Because \({\mathbf{X}}^{T} {\mathbf{X}},{\mathbf{X}}^{T} {\mathbf{Y}}_{1} ,{\mathbf{X}}^{T} {\mathbf{Y}}_{2} ,{\mathbf{Y}}_{1}^{T} {\mathbf{Y}}_{1} ,{\mathbf{Y}}_{2}^{T} {\mathbf{Y}}_{2}\) can be estimated from Eqs. (2)–(6) using summary statistics, we only need to estimate \(\hat{\gamma }_{m}\) (the coefficient in the model M3 relating Y1 to Y2) in order to perform a statistical test of the hypothesis H0:\(\beta\) = 0. For continuous traits, we propose estimating \(\hat{\gamma }_{m}\) from M3 with a subset of individual-level phenotype data.
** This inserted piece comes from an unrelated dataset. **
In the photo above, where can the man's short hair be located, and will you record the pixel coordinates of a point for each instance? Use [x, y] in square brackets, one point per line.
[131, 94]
In addition, if the relationship between the two traits has been studied in previous publications, possibly in cohorts with similar characteristics, the prior results can be utilized to estimate \(\hat{\gamma }_{m}\) and infer \(\beta\) in M4. A third option was proposed by Deng and Pan 2017, who approximated \(\hat{\gamma }_{m}\) using \(cor({\mathbf{Z}}_{1} ,{\mathbf{Z}}_{2} )\), for which \({\mathbf{Z}}_{i} \in\) m×1 is a vector of test statistics (beta/SE(beta)) from the unadjusted models testing the association of genome-wide SNPs other than SNP \({\mathbf{X}}\). This method works well only if both traits are quantitative4.

Continuous Y1 and binary Y2

When the adjustment trait is binary, M2 becomes a logistic model. However, other models (M1, M3 and M4) remain OLS models. Note that Eqs. (4) and (6) will not hold when M2 is a logistic regression model, so we cannot obtain \({\mathbf{X}}^{T} {\mathbf{Y}}_{2}\) and \({\mathbf{Y}}_{2}^{T} {\mathbf{Y}}_{2}\) directly from summary statistics.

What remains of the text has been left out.